São Paulo Traffic Report
It's rotor to rotor out there.
- By Carl A. Posey
- Air & Space magazine, November 2002
(Page 2 of 5)
Over the southwest neighborhood of Morumbi, said to be São Paulo’s wealthiest, one begins to see residential helipads, as blue as swimming pools and almost as ubiquitous. There are 20 in this one area, some with an interesting accessory: concealed snipers, to discourage low-flying intruders. The fact that São Paulo has more than its share of murders and robberies, and contends with other South American countries for the kidnapping crown, hasn’t hurt the helicopter trade. Trapped in a bog of automotive traffic, a powerful executive or socialite is vulnerable to anyone bent on collecting a ransom. After dark, cab drivers tend not to stop even for traffic lights.
But the booming helicopter culture in São Paulo is not the creation of gridlock, crime, and the way the wealthy forage for convenience. It took root in the ashes of the Andraus Building fire.
Even now, the Andraus fire is never far away. “My father put our three helicopters up saving people,” recalls Marco Antonio Audi, who sells helicopters and operates an air transport and taxi service. “We took out 262 people from the roof.

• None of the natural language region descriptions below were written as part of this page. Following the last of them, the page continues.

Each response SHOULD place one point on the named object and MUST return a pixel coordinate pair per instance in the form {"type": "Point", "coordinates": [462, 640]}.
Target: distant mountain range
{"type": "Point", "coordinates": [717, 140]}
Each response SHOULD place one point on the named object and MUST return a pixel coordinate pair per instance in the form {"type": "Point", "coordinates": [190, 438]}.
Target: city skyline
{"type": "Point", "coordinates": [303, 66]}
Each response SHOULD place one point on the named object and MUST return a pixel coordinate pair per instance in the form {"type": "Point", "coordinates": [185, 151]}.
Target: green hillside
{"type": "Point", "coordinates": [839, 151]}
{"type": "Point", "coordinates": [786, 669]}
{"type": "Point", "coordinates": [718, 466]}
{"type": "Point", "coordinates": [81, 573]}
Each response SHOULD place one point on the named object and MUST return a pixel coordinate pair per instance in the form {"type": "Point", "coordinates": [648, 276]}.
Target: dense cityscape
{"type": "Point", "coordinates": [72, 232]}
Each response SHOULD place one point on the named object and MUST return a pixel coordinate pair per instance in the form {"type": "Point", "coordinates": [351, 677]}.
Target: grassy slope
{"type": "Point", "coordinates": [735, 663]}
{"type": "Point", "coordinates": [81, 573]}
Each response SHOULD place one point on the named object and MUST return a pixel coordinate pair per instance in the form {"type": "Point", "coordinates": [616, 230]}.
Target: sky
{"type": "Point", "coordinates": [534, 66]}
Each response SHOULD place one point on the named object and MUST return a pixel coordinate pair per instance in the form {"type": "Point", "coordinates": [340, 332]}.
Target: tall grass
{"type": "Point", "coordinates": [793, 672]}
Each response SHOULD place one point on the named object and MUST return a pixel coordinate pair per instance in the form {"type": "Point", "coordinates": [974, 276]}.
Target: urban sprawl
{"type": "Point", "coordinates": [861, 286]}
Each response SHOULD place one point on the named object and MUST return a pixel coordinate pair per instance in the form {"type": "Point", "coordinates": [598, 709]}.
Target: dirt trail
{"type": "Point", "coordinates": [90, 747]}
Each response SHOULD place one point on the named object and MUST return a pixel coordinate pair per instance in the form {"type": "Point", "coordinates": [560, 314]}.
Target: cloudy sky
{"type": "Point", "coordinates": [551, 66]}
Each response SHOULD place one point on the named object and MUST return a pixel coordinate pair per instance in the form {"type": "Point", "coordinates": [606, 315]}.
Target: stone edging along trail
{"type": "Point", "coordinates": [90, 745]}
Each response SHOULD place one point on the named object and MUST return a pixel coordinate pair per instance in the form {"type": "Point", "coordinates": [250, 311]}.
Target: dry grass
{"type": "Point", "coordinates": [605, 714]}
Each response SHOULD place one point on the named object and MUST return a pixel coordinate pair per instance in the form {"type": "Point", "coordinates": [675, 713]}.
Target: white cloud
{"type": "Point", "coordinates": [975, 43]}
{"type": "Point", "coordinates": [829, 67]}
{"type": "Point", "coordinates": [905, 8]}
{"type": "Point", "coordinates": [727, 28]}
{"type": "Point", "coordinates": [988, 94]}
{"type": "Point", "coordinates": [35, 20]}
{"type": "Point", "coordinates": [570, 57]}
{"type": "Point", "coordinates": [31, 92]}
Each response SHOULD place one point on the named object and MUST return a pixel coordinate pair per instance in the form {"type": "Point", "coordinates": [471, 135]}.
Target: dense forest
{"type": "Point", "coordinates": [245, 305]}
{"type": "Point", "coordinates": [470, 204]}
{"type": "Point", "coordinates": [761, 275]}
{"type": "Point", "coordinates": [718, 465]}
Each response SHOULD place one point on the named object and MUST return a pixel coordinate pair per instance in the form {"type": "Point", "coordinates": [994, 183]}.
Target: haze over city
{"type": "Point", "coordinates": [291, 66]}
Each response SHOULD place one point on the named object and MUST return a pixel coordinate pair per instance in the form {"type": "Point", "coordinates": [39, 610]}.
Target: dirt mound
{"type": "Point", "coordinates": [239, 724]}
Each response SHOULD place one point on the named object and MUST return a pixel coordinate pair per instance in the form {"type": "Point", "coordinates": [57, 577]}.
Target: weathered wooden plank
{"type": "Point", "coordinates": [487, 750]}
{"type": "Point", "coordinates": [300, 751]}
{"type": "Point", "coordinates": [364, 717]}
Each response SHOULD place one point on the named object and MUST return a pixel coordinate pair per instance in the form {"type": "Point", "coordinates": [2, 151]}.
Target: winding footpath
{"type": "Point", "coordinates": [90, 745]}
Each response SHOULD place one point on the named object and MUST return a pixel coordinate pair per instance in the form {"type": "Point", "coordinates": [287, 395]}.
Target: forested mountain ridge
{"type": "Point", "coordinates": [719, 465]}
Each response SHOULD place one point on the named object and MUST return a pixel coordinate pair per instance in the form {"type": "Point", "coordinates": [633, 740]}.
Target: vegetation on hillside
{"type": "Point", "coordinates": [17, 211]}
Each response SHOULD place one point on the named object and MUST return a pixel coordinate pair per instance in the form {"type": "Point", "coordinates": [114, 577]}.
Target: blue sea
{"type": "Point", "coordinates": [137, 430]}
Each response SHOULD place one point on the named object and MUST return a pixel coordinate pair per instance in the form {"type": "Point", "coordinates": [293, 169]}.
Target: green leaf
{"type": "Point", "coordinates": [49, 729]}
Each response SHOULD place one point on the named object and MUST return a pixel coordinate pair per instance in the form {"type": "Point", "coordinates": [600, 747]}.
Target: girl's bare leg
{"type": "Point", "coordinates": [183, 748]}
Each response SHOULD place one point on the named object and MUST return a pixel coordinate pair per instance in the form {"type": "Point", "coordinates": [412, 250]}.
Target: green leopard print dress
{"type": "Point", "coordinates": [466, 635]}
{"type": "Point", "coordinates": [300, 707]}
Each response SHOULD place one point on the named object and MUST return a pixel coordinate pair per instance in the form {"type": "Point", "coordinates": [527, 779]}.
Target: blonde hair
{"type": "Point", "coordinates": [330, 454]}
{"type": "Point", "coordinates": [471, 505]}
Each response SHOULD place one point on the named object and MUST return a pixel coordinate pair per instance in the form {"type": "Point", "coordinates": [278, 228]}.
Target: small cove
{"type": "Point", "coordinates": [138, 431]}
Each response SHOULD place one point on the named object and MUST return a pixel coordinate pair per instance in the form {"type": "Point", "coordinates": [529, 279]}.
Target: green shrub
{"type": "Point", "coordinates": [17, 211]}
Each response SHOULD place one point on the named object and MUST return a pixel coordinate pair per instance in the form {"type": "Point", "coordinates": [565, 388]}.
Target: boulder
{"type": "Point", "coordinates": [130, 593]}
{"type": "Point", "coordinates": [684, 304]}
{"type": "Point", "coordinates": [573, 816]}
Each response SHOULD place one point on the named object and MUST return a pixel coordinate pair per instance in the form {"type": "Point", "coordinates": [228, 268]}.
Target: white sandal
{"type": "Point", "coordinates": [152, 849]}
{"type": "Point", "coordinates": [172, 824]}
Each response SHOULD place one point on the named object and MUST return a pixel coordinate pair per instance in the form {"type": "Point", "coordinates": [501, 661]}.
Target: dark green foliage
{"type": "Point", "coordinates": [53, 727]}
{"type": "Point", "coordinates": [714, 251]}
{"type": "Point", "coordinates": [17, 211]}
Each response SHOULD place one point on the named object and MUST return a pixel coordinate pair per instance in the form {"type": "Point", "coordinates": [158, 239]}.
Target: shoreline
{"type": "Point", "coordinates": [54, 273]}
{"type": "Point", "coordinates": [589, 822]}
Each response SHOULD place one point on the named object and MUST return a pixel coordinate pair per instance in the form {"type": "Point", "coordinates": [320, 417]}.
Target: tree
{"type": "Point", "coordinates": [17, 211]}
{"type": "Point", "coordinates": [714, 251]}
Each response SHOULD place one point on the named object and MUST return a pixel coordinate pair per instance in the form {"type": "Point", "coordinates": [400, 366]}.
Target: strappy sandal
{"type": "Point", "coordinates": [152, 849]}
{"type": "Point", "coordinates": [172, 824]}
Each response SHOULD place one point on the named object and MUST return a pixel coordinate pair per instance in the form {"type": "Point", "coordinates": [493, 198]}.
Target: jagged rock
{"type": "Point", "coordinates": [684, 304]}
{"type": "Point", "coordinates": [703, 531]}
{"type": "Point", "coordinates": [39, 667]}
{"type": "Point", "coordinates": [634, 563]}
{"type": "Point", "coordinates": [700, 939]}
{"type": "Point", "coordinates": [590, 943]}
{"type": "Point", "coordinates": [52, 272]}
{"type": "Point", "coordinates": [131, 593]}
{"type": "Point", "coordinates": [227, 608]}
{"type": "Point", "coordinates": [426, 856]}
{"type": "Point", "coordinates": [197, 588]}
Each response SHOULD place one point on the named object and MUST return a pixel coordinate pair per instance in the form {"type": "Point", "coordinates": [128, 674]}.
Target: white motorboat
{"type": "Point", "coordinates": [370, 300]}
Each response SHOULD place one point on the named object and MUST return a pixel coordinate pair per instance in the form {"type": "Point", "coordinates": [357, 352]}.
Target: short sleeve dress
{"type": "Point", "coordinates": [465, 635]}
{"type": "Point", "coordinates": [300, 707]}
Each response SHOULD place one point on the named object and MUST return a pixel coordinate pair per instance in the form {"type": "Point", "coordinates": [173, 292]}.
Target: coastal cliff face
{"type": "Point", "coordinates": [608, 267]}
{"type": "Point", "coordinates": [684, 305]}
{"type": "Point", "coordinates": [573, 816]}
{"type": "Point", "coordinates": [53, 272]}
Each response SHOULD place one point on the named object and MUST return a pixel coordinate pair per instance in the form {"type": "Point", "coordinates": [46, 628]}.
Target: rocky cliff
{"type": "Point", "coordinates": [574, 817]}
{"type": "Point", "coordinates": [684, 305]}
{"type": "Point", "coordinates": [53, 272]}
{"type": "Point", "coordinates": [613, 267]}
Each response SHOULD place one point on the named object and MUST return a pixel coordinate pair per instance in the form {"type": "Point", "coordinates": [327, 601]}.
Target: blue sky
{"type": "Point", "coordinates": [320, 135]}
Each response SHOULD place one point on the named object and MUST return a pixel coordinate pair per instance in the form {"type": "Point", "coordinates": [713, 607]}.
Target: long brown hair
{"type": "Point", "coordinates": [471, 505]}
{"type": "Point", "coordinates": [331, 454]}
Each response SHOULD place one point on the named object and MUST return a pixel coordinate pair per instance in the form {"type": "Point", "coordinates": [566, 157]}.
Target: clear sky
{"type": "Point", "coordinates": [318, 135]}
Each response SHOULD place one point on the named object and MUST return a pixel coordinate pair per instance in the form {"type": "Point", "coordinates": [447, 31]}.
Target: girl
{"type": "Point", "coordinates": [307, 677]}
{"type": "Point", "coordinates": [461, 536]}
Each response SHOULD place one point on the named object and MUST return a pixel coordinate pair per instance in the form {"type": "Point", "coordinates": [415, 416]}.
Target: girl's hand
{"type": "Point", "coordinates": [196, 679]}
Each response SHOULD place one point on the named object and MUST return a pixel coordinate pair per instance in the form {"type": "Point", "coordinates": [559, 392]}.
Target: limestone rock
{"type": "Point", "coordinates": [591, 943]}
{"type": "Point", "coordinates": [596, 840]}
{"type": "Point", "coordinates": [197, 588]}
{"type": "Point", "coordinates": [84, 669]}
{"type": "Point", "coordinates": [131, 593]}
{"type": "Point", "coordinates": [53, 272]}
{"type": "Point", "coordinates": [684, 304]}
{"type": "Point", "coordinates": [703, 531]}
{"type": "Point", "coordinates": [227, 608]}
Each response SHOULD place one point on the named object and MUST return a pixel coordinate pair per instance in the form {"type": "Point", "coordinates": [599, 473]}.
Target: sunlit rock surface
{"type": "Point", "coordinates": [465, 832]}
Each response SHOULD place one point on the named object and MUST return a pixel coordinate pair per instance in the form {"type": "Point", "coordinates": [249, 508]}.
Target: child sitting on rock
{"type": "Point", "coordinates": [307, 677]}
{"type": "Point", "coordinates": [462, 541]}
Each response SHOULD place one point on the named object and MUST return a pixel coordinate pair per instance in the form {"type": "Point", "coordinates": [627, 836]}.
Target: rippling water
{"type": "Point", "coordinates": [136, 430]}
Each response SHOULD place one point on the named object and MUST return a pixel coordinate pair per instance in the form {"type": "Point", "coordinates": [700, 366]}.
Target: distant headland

One pilot told me that when he arrived over the building, a hundred people were trying to grab the helicopter.”
One result of the disaster was the requirement that all public buildings have either a full sprinkler system or a rooftop helipad. The latter not only enhanced fire safety, it added marketability to commercial structures. Paulistanos today take a certain pride in not being able to fix, from one week to the next, the precise number of helipads in their city, but put the current total at about 250, en route to 400 or more. Manhattan has five.
Not surprisingly, the abundant facilities have attracted a cloud of helicopters. Of about 900 in Brazil, nearly two-thirds operate in and around São Paulo, which has the planet’s third largest helicopter population, after New York, with 2,000, and Tokyo, with 700. But no other city is as accommodating to vertical flight as São Paulo, or has a population more inclined to use it. Brazilians are famous for a readiness to transform the technically new and exotic into the tried and true.
Audi Helicopters has certainly found this to be the case. Marco Audi is in an office at the Campo de Marte airport, a large general-aviation field on the north rim of town, where flocks of rotary-wing machines clatter to and from a host of schools and air taxi operations along the tarmac. “Audi Helicopters was the first company dedicated to helicopters here,” he says. “My father bought his first in 1967—a Bell 206—hence my passion.”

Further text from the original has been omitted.